Prince of Wales reads poem for Easter Meditation at Stonyhurst College

To mark the Easter weekend, The Prince of Wales has recorded Gerard Manley Hopkins’ poem, God’s Grandeur. The poem offers a moment of refreshment as we move from Winter into Spring.

The poem was played during the Easter Meditation at Stonyhurst College today. This virtual service is especially important to many this year as they may not be able to attend an Easter service in person. Gerard Manley Hopkins attended Stonyhurst as a child and later taught at the college; he is widely regarded as the finest Catholic poet in the English language.

The Prince of Wales narrates the Gerard Manley Hopkins Poem, God’s Grandeur. (@ClarenceHouse)

The poem reads:

The world is charged with the grandeur of God.
It will flame out, like shining from shook foil;
It gathers to a greatness, like the ooze of oil
Crushed. Why do men then now not reck his rod?
Generations have trod, have trod, have trod;
And all is seared with trade; bleared, smeared with toil;
And wears man’s smudge and shares man’s smell: the soil
Is bare now, nor can foot feel, being shod.

 And for all this, nature is never spent;
There lives the dearest freshness deep down things;
And though the last lights off the black West went
Oh, morning, at the brown brink eastward, springs —
Because the Holy Ghost over the bent
World broods with warm breast and with ah! bright wings.

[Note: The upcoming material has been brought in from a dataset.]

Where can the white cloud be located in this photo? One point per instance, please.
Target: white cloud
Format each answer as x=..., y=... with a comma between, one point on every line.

To mark Easter this year, Buckingham Palace and Clarence House released two new images of The Queen and Prince Charles talking a walk in the grounds of Frogmore Cottage, Windsor, following the easing of lockdown restrictions in the UK.

Her Majesty and The Prince of Wales enjoy a walk together at Frogmore. (Chris Jackson/Getty)

In 2019, Prince Charles issued his second Easter message, in an article for The Telegraph. His Easter message quoted St John and discussed some of the tragedy seen in 2019 up to that point.

To commemorate Easter in 2020, The Prince of Wales contributed to the Anglican service at Westminster Abbey.

Of course, one day, Charles will become Head of the Church of England.